By Trevor D. Heaver

Good asset utilization is crucial to efficient transport services. Too little use causes high cost. Too much use causes congestion and the associated costs. Across transport, agreements are found that enable better outcomes for providers and their customers.

Alliances are common in liner shipping. Alliances are the corollary of the optimal-sized ship necessitating inter-firm operating agreements to avoid the rate wars or mergers and acquisitions that would eventually leave just a few lines standing. Alliances have also enabled lines to meet the needs of shippers for more extended services while dealing with fewer, not more, service providers. Space sharing agreements enable lines to extend their networks and to add to the number of competitors on routes, without adding capacity and causing rate wars.

Shipping pools exist in bulk shipping to enable individual owners to realize benefits of a larger fleet of vessels to serve shippers better without adding to their own and the industry’s capacity.

Sharing can also make sense when capacity is constrained and costs escalate as a result. Obvious examples in British Columbia are the various sharing agreements between CN and CP. The Directional Running Zone through the Fraser Canyon is the most visible of the agreements; a system advocated by others well before the railways agreed that it would be beneficial. Other agreements relate to operations within the Lower Mainland. Yet the railways still suffer constraints, especially during winter, affecting their capacity and the availability of railcars.

And now to the grain, moving from rail to shipping in Vancouver!

The evidence that all is not well in asset utilization in the port of Vancouver is evident in the number of ships at anchor in Burrard Inlet and southern BC. This has been going on for some years. The time that ships wait is wasted time, much of it to the cost of exporters. The cost of demurrage for grain ships alone was about $32 million during the crop year 2017-2018. The time that ships wait has environmental costs, as articulated by members of the Gulf Islands Trust. That ships wait is also evidence of the challenges for the railways and terminals in having the right quantity of the right commodity on hand for the arrival of ships, which have somewhat uncertain arrival times, but are planned in the content of sales contracts. The problem is by far the greatest in grain. Grain ships account for about 50 per cent of the ship-days of anchorage in relation to the port’s trade.
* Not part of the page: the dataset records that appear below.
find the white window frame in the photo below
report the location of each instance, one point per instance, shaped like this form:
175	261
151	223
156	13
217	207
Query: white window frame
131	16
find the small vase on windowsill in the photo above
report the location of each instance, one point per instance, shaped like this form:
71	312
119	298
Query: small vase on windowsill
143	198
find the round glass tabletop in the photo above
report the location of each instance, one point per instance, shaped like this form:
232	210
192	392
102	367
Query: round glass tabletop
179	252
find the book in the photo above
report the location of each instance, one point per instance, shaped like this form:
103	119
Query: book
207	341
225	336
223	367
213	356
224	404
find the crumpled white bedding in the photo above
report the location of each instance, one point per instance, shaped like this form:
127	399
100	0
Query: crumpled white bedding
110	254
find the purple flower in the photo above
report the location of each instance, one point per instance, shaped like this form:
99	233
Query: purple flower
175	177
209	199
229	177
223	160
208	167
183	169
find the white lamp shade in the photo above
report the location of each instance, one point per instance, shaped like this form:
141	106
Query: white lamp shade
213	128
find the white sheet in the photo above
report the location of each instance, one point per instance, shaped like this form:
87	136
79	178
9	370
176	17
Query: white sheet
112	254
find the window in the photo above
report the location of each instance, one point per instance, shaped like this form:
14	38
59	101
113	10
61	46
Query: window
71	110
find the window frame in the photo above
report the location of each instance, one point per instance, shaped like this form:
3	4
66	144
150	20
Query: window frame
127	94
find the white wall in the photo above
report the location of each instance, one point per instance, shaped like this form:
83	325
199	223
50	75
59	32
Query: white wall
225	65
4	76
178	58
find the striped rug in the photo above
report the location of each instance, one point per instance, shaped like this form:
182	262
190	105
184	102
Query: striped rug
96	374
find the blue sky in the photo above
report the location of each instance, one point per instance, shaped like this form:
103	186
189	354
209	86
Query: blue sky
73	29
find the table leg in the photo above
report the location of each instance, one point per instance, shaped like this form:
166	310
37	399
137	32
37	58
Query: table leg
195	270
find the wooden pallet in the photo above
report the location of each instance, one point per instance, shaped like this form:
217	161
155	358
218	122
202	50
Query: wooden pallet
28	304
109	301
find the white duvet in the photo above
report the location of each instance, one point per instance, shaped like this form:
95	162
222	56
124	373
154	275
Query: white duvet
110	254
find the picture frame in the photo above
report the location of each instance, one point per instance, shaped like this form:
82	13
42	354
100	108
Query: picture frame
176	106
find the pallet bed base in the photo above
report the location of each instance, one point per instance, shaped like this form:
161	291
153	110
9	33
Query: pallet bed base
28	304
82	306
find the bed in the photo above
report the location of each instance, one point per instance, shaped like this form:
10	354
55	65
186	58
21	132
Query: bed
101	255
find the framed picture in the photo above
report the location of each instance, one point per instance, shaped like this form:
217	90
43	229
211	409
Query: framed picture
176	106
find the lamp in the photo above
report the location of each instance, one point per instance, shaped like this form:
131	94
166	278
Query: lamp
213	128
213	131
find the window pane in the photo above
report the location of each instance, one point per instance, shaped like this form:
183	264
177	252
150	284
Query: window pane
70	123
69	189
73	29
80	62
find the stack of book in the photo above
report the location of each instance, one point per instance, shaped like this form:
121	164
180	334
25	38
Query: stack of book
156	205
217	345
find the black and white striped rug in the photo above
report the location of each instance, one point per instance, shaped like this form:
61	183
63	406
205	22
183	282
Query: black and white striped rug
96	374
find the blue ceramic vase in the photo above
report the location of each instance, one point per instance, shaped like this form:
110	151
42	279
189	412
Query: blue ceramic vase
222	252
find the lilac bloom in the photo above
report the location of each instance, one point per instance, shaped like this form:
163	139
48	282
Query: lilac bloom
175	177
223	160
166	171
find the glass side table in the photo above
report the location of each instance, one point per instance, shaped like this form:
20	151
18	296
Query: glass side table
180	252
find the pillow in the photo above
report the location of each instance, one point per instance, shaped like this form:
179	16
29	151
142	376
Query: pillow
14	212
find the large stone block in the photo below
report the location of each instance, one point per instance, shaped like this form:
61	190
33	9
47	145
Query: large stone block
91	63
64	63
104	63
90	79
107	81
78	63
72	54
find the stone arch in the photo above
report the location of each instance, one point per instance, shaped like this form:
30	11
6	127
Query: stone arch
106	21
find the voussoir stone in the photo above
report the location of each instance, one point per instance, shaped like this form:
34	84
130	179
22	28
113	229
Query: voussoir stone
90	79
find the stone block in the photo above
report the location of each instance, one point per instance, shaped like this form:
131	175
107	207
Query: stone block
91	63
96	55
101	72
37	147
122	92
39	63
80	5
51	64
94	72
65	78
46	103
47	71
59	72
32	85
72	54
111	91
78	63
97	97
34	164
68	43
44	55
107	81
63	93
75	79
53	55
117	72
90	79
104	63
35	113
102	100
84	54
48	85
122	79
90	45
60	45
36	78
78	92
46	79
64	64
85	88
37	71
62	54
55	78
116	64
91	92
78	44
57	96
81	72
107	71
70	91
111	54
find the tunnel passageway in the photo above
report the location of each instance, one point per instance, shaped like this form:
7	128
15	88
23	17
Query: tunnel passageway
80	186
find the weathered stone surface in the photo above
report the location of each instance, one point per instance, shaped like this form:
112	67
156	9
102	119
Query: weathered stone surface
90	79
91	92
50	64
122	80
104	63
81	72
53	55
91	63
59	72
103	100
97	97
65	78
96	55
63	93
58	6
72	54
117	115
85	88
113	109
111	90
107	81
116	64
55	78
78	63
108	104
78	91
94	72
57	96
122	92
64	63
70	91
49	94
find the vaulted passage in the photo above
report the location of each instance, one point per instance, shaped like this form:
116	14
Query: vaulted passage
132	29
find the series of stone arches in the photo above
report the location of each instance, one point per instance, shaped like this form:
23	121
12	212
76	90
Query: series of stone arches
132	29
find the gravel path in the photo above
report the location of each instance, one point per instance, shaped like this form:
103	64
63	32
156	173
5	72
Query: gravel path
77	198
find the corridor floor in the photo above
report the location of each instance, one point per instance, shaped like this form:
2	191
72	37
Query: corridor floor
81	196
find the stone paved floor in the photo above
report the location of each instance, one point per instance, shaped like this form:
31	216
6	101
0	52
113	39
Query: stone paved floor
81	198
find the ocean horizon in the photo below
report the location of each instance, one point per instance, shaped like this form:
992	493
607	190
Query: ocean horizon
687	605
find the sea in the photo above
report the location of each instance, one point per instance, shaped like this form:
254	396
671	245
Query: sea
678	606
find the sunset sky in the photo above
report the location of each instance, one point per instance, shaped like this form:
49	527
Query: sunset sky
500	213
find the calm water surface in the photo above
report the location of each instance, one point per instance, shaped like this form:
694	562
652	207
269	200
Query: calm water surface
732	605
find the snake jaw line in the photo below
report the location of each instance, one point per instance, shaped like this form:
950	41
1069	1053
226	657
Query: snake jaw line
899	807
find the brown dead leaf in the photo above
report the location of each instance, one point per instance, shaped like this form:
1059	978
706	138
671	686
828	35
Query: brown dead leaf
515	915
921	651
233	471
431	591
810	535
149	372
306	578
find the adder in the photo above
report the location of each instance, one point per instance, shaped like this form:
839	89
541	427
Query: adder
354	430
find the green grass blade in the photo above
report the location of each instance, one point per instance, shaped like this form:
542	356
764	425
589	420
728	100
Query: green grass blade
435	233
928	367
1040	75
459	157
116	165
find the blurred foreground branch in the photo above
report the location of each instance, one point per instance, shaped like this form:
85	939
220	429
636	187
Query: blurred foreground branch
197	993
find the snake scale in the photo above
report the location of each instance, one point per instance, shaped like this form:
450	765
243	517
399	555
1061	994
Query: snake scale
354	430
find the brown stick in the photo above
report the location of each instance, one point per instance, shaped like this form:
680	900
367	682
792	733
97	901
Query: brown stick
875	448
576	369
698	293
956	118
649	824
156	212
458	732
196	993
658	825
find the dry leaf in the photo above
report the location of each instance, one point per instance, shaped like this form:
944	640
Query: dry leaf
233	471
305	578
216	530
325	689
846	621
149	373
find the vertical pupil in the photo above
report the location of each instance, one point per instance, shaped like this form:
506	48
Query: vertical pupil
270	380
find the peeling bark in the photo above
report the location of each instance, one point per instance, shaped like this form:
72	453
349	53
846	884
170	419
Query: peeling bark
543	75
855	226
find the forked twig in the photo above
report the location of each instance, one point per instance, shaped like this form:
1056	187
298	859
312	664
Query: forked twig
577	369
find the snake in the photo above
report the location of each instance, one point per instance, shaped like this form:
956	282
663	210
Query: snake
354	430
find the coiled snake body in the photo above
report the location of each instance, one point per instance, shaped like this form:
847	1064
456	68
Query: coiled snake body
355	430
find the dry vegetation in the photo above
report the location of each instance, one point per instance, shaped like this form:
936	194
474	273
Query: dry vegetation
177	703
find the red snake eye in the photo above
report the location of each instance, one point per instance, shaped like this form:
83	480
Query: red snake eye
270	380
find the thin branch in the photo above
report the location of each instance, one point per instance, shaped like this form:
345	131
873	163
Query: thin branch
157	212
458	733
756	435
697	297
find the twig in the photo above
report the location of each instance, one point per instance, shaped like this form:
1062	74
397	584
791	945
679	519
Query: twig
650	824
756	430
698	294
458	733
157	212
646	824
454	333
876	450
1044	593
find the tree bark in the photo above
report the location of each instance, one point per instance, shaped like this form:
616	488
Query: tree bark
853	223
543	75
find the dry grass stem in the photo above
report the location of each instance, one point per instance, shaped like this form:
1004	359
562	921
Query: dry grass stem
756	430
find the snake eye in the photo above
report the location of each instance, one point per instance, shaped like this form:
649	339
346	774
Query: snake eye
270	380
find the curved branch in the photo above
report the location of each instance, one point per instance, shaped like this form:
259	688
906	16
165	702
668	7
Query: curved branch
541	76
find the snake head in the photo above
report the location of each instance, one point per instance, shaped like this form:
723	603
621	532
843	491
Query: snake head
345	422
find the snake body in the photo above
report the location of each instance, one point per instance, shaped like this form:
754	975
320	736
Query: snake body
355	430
The logistics of grain is really complex and dynamic. The demise of the Wheat Board has enabled farmers, grain processors, grain trading companies and transporters, mainly the railways, to be more innovative and to increase efficiency. However, the dynamic behaviour adds to the challenges of keeping the various elements in sync. The railways have continued to advance train length but they may split customers car blocks to fill out train lengths, with consequences for service. The variability of rail service aggravates the challenge for the grain trading companies to manage their inventories effectively to meet vessel loading schedules. While they can increase loading rates within their existing footprint, their ability to increase their storage capacity is restricted by their footprint.

Speaking at the Canadian Transport Research Forum at the end of May, James Clements, Vice-President, Strategic Planning and Transportation Services, Canadian Pacific Railway, asked, in relation to the west coast and port logistics, “How do we optimize the use of the assets?”

The operations of the railways and the terminals interrelate in a complex network that should provide a flow of goods for loading the ships in a timely way. This happens for a well-integrated chain like that of potash under Canpotex. It does not happen in grain logistics, fragmented by grain and grade, and terminals carrying a range of these ‘stock keeping units’ (SKUs).

It seems that the logistic problems of the Wheat Board have been replaced with the challenges of fragmented commodity flows under capacity constraints on the railways and in the terminals. The complexity of commodity flows and of inventory management are both increased greatly by the number of terminal destinations and the number of SKUs. Given the magnitude of potential benefits some modelling / simulation exercises seem warranted to test the waters of alliances among terminals to optimize the use of their capacities.

Given sharing agreements in shipping and rail, alliances among grain terminals may be warranted. Like the rail directional running agreement, it may only be a matter of time!

Trevor Heaver chaired the transport and logistics program at the University of British Columbia for over 30 years until his retirement in 1998. His research has focused on rail and maritime economics and policy. He was the co-recipient of the 2015 Onassis Prize in Shipping.